The eye is the only place in the body where blood vessels and nerves can be directly and noninvasively observed. This means each time you go to the eye doctor, they are evaluating important factors about your overall health. An overwhelming number of systemic diseases can have significant effects on the eyes, and these effects can be identified in comprehensive eye exams. Diseases like high blood pressure and diabetes can wreak havoc on ocular blood vessels if not properly controlled.
It is not uncommon for autoimmune conditions like lupus or rheumatoid arthritis to cause ocular problems. Even some neurological conditions, like multiple sclerosis, can have distinct eye-related symptoms and signs. Your eye doctor is well trained in how these systemic conditions can affect your eyes, and keep your overall health in mind each time they evaluate the health of your eyes.

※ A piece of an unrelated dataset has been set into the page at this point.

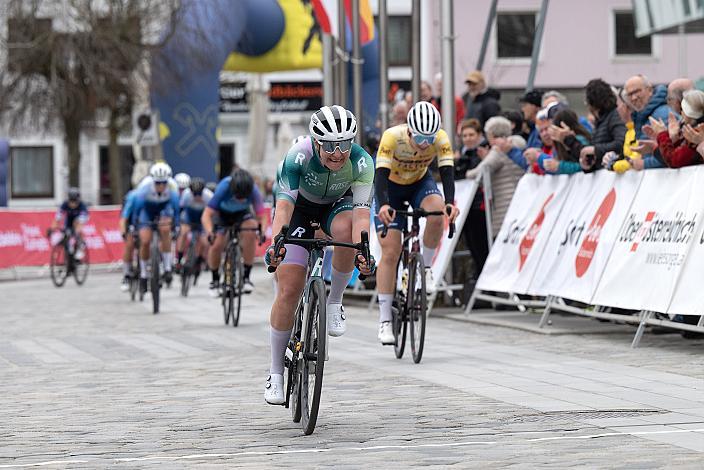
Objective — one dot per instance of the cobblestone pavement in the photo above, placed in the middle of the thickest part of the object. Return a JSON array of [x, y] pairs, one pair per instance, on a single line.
[[90, 380]]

Diabetes, High Blood Pressure, and the Eye
Diabetes and high blood pressure are two of the most common systemic diseases in America. They also have the potential to cause significant changes in ocular health, which can be identified in comprehensive eye examinations. Both high blood pressure and diabetes adversely affect small blood vessels throughout the entire body, and the small vessels within the eye can be some of the first to be affected by these diseases. If diabetes and high blood pressure are not being properly controlled they can result in retinopathy, in which the small blood vessels in the retina are weakened. This can result in these vessels leaking out blood or proteins, or result in areas of the retina not receiving adequate oxygen. In severe cases of retinopathy, it can carry significant threats to vision. Leakage from vessels can result in retinal swelling, scarring, or even retinal detachments. Those with diabetes and high blood pressure should undergo yearly comprehensive eye exams, complete with a thorough ocular health evaluation to ensure that their systemic disease is not causing any damage to the health of their eyes.
A Further Look into Overall Health and Systemic Disease
While diabetes and high blood pressure are common causes of ocular health changes, they are far from being the only culprits. Many other diseases can have ocular manifestations that may give insight to how well the disease is being treated. For example, eye doctors can identify elevated levels of cholesterol within seconds by looking at the front of the eye. Myasthenia gravis, an autoimmune disorder causing muscle weakness, can cause droopy eyelids and double vision, which oftentimes brings them to their eye doctor before they are even officially diagnosed. Thyroid problems, particularly hyperthyroidism, can cause a whole range of problems, ranging from bulging eyes, to dry ocular surface, to optic nerve damage. Even the possible risk of compressive tumors in the brain can be identified during eye exams.
The next time you visit your optometrist at Innovative Vision Care, remember they can do more than simply find your glasses prescription. If you are being treated for any systemic conditions, bring them up to your eye doctor. They can evaluate the possible effects on your eyes, and help communicate with your primary care physician so that you are getting the best possible care.